Machine Learning with sklearn¶
This is mostly a tutorial to illustrate how to use scikit-learn to
perform common machine learning pipelines. It is NOT meant to show how
to do machine learning tasks well - you should take a machine learning
course for that.
In [1]:
import warnings
warnings.filterwarnings('ignore')
Resources¶
Example¶
We will try to separate rocks from mines using this [data set](https://archive.ics.uci.edu/ml/datasets/Connectionist+Bench+(Sonar,+Mines+vs.+Rocks).
From the description provided:
Data Set Information:
The file "sonar.mines" contains 111 patterns obtained by bouncing sonar signals off a metal cylinder at various angles and under various conditions. The file "sonar.rocks" contains 97 patterns obtained from rocks under similar conditions. The transmitted sonar signal is a frequency-modulated chirp, rising in frequency. The data set contains signals obtained from a variety of different aspect angles, spanning 90 degrees for the cylinder and 180 degrees for the rock.
Each pattern is a set of 60 numbers in the range 0.0 to 1.0. Each number represents the energy within a particular frequency band, integrated over a certain period of time. The integration aperture for higher frequencies occur later in time, since these frequencies are transmitted later during the chirp.

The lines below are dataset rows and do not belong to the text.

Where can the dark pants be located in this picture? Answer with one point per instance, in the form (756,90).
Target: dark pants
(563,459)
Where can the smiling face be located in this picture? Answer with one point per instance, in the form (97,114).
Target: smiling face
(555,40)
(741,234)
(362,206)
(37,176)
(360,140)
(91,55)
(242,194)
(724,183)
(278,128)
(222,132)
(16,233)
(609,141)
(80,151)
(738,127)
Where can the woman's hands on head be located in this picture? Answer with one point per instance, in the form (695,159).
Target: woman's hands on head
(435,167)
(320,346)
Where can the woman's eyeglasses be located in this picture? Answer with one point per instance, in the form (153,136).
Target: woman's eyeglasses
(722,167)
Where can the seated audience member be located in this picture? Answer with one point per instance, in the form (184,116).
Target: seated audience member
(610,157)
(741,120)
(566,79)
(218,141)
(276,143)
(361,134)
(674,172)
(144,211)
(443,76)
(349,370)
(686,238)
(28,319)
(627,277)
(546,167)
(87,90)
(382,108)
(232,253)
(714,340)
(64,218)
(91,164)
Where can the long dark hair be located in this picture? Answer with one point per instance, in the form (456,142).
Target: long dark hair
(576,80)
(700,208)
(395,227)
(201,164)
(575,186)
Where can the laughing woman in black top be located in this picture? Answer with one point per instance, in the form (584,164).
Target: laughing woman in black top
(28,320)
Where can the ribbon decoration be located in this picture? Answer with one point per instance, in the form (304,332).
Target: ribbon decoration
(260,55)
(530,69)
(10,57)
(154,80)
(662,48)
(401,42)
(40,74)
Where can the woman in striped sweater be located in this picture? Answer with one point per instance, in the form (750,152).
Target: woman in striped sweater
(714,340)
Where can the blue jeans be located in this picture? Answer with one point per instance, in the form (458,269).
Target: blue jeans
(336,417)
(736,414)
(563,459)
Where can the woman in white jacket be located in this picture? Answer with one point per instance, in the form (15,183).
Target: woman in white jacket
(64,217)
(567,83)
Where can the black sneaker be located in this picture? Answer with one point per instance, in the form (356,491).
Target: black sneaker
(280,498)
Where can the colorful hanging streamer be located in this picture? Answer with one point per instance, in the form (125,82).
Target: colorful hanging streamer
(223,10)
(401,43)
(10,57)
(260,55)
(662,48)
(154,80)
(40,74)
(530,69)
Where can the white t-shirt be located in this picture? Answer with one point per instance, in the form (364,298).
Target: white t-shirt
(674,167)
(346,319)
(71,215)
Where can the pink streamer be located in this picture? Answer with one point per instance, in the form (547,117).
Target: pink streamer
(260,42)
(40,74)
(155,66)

The label associated with each record contains the letter "R" if the object is a rock and "M" if it is a mine (metal cylinder). The numbers in the labels are in increasing order of aspect angle, but they do not encode the angle directly.
In [2]:
df = pd.read_csv('https://archive.ics.uci.edu/ml/machine-learning-databases/undocumented/connectionist-bench/sonar/sonar.all-data', header=None, prefix='X')
In [3]:
df.shape
Out[3]:
(208, 61)
The last column are labels - make it a cateogry¶
In [4]:
df.rename(columns={'X60':'Label'}, inplace=True)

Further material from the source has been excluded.